Mas eu não me sentia tão bem assim, parecia que tudo doía e latejava mais do que deveria.

— Emma...

— Eu sei.

Havia matado uma pessoa e então me drogado. Que maravilha.

— Eu... sinto muito, não imaginei que ele seria tão... quer dizer, eu sabia que era um desgraçado, mas não a ponto de...

Não quero falar sobre Thomás, sobre ele ter me prendido em meu próprio apartamento. Eu mesma nunca imaginei que faria algo assim, não quero pensar no que ele poderia ter feito caso eu não tivesse o matado, quais eram seus planos. Fazer Dark Bones comigo, me usar de mercadoria. Provavelmente chantagear John.

E no fim das contas... eu mesma bebi.

— Eu já cuidei do corpo, falei que ele havia se matado apenas por garantia, não acho que alguém vai sentir falta dele ou procurar por respostas.

Assinto com a cabeça levemente.

— Eu sinto muito.

— Já tô acostumada, sou um ímã de babacas — Tento fazer piada, mas não funciona.

Pelo menos ele estava morto. Aquilo era uma coisa da qual eu não me arrependeria, matar Thomás, inclusive se precisasse faria de novo. Mas ainda assim me dá arrepios quando a imagem daquele caco de vidro dentro da garganta dele aparece.

— Você acha... que eu vou ficar viciada? Que vou querer tomar mais?

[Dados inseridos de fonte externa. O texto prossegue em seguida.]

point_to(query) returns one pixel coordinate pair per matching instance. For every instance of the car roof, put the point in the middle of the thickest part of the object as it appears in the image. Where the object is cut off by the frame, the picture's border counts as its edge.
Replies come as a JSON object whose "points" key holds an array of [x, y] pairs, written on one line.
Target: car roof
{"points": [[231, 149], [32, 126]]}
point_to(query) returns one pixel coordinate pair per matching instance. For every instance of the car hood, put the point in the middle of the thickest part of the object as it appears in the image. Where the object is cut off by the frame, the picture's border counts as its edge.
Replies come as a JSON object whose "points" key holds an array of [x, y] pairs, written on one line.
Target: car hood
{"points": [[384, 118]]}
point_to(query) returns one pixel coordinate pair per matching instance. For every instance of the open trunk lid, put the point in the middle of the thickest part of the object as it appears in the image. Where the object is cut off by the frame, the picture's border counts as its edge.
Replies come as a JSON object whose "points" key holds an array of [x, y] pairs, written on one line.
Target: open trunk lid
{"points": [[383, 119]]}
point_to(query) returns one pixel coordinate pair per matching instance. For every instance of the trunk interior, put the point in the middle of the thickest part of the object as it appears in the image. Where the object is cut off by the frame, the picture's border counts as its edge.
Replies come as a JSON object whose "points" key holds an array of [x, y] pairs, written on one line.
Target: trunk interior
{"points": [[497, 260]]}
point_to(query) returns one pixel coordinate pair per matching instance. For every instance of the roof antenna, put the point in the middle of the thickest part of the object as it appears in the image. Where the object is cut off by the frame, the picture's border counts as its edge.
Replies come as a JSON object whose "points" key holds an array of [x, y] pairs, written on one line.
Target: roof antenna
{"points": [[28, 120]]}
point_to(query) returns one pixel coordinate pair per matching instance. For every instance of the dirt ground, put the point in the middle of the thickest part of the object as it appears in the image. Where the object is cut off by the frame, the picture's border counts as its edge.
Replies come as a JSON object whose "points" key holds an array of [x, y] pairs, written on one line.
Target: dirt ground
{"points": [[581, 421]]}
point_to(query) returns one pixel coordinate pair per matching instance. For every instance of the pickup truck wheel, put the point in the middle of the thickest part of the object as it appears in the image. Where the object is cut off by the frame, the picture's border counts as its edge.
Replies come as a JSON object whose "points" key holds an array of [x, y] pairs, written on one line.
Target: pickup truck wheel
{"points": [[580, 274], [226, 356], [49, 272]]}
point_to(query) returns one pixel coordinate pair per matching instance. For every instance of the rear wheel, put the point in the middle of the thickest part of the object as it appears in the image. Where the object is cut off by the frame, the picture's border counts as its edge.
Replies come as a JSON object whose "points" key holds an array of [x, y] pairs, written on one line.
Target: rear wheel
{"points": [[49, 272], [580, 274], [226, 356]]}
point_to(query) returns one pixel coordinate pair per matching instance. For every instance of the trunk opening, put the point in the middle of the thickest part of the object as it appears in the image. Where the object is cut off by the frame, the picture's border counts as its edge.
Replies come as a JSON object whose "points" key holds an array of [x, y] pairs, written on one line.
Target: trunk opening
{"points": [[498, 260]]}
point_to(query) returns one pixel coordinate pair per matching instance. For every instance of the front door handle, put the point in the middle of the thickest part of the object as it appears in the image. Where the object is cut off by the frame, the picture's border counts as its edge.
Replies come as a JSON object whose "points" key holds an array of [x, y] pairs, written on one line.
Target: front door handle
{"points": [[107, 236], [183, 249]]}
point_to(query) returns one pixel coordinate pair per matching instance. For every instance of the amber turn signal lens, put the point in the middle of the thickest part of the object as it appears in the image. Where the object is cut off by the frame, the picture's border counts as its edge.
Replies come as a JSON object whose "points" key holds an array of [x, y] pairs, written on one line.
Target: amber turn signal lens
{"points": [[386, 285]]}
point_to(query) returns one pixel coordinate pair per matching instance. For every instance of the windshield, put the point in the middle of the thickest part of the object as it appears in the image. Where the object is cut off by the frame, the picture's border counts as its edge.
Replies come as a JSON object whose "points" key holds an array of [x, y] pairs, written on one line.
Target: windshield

Ele sabia do que eu estava falando, sobre eu ter tomado e sugado minha própria vida. Dark Bones era altamente viciante, as pessoas matavam para ter mais, eu não sentia grande diferença em meu corpo porque havia bebida algo que era meu, mas ainda assim...

— Eu não sei, não há registros de pessoas que tomaram Dark Bones delas mesmas. Mas acredito que não, ele tirou muito pouco, acho que não haverá efeitos colaterais.

Eu cruzo os dedos e torço para que ele esteja certo.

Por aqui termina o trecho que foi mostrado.